Why I No Longer Support Horse Racing
I have enjoyed the past year or so of writing monthly blog pieces for Jameson Humane. But having been asked to look into horse racing for this month’s article, I was forced, at long last, to grapple with an ethical dilemma. As someone who grew up in a household that held dear certain annual, traditional American sporting events, I have always loved the Super Bowl, the World Series, the NBA finals, the major golf championships, the Indy 500 and, yes, the Triple Crown of horse racing. Truth be told, my favorite among those was the Triple Crown. None of the other events provided such a concentrated fix – in about two minutes’ time – of exhilaration, athleticism, beauty and suspense.
As an admirer of racehorses, I’ve been saddened of course by tragic deaths of Thoroughbreds and Quarter Horses on the race track. But I and other horse racing fans have told ourselves that these supremely gifted equine athletes are doing not only what they are bred to do but also, as a result, what they love to do – run! Using this rationale, we have mourned the loss of horses but continued to follow the races and to idealize and even idolize the great ones.
We all remember the heart-rending breakdown of Barbaro during the 2006 Preakness Stakes. Barbaro’s dominating spirit and prowess were celebrated, and his tragic death mourned, by racing fans around the world. He is memorialized at Churchill Downs by a beautiful sculpture – one of only two equine statues at the fabled site of the Derby.

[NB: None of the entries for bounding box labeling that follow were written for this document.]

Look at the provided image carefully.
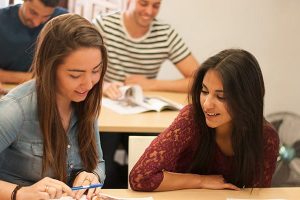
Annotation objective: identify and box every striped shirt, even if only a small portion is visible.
[93,12,191,82]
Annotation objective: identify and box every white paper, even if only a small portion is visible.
[54,194,153,200]
[227,198,286,200]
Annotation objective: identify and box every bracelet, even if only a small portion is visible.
[11,185,22,200]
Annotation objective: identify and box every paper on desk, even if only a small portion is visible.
[54,194,153,200]
[227,198,286,200]
[102,97,149,115]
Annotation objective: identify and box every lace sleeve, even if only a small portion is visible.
[129,106,194,191]
[255,124,279,187]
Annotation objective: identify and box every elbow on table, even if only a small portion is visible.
[129,173,159,192]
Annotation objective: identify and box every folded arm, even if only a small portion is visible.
[125,54,199,92]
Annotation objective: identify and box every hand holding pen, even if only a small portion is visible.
[71,183,103,191]
[71,171,103,199]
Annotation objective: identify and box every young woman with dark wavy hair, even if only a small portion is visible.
[129,49,279,191]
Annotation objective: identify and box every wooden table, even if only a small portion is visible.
[102,187,300,200]
[98,92,188,133]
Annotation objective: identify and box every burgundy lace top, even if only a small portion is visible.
[129,105,279,191]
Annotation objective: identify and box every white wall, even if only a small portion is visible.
[158,0,300,114]
[0,0,9,8]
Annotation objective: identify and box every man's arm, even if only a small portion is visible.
[0,69,32,84]
[125,54,199,92]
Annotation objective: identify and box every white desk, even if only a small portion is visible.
[102,187,300,200]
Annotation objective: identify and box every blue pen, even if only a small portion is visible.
[71,183,103,190]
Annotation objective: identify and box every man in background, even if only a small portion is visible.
[0,83,7,97]
[0,0,67,84]
[93,0,199,188]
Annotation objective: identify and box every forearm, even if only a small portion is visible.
[0,181,17,200]
[149,77,193,92]
[155,171,202,191]
[0,70,32,84]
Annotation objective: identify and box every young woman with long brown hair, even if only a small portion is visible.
[0,14,107,200]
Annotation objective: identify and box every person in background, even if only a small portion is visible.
[0,83,7,97]
[93,0,199,188]
[129,49,279,191]
[0,14,107,200]
[93,0,199,99]
[0,0,67,84]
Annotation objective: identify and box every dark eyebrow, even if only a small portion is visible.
[67,62,102,72]
[29,8,53,17]
[202,83,224,93]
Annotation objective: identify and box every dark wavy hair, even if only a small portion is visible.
[24,0,60,8]
[189,49,265,187]
[32,14,107,181]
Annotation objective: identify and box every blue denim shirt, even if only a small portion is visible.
[0,80,105,185]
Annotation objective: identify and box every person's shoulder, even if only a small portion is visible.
[263,121,279,144]
[179,104,194,120]
[6,80,36,102]
[152,19,173,29]
[98,11,122,23]
[152,19,176,35]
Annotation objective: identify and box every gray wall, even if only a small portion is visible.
[158,0,300,114]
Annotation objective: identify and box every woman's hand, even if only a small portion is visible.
[16,177,74,200]
[200,175,240,190]
[73,171,101,199]
[103,82,124,100]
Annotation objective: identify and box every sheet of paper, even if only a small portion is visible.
[226,198,286,200]
[54,194,153,200]
[102,97,149,115]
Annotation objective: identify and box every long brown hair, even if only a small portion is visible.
[190,49,265,187]
[32,14,107,181]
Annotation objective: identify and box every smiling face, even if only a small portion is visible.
[56,48,102,103]
[19,0,55,28]
[126,0,161,28]
[200,70,232,132]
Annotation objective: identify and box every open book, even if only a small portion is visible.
[103,85,183,114]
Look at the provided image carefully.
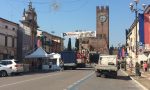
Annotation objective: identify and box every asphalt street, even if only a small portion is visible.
[0,68,142,90]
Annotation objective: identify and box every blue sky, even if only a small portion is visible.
[0,0,150,46]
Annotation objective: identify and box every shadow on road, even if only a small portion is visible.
[115,76,132,80]
[76,68,94,70]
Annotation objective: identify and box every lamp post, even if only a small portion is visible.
[130,0,146,58]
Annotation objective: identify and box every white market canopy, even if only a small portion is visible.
[48,53,60,59]
[25,47,48,58]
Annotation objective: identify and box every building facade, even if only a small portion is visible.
[19,2,38,57]
[0,18,19,60]
[89,6,109,54]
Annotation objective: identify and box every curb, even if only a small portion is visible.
[121,70,149,90]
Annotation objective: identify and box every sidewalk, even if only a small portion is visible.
[122,69,150,90]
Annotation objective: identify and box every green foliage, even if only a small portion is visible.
[75,38,79,51]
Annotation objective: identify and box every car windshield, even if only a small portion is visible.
[0,61,12,65]
[14,61,20,64]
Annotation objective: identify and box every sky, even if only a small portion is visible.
[0,0,150,46]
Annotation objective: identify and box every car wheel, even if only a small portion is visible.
[1,71,7,77]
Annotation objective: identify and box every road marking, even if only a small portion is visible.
[121,70,148,90]
[0,73,60,88]
[64,72,94,90]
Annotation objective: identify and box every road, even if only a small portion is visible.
[0,69,142,90]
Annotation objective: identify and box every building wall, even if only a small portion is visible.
[0,18,19,59]
[37,31,64,53]
[127,5,150,63]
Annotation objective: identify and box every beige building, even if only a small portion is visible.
[19,2,39,58]
[126,5,150,62]
[0,18,19,59]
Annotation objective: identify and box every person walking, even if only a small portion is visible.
[143,61,148,72]
[129,60,133,74]
[135,62,141,76]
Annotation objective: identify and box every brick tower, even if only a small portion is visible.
[96,6,109,54]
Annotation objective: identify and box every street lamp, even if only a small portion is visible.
[130,0,146,58]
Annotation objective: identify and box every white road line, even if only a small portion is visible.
[121,70,148,90]
[0,73,60,88]
[64,72,94,90]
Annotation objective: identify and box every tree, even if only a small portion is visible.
[75,38,79,51]
[67,38,72,51]
[109,46,114,55]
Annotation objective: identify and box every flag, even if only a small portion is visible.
[144,14,150,44]
[139,14,144,44]
[37,39,41,47]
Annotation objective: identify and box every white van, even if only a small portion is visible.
[0,59,24,73]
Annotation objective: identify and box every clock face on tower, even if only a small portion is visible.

Many, perhaps most, of those who make their living in horse racing no doubt love horses deeply. They revere the horses that they own, train, care for, and ride. But if they were to examine objectively the statistics for equine mortality (both on the track and in slaughterhouses) and other evidence of mistreatment of horses, they might recognize the bitter taste of hypocrisy. The love for Barbaro and other great racehorses is genuine but may serve to distract us from the serious systemic ills of horse racing. And those hundreds of thousands of folks who enjoy (or are by nature compelled to take part in) gambling on horse racing apparently also choose to look the other way. But at what cost to the horses?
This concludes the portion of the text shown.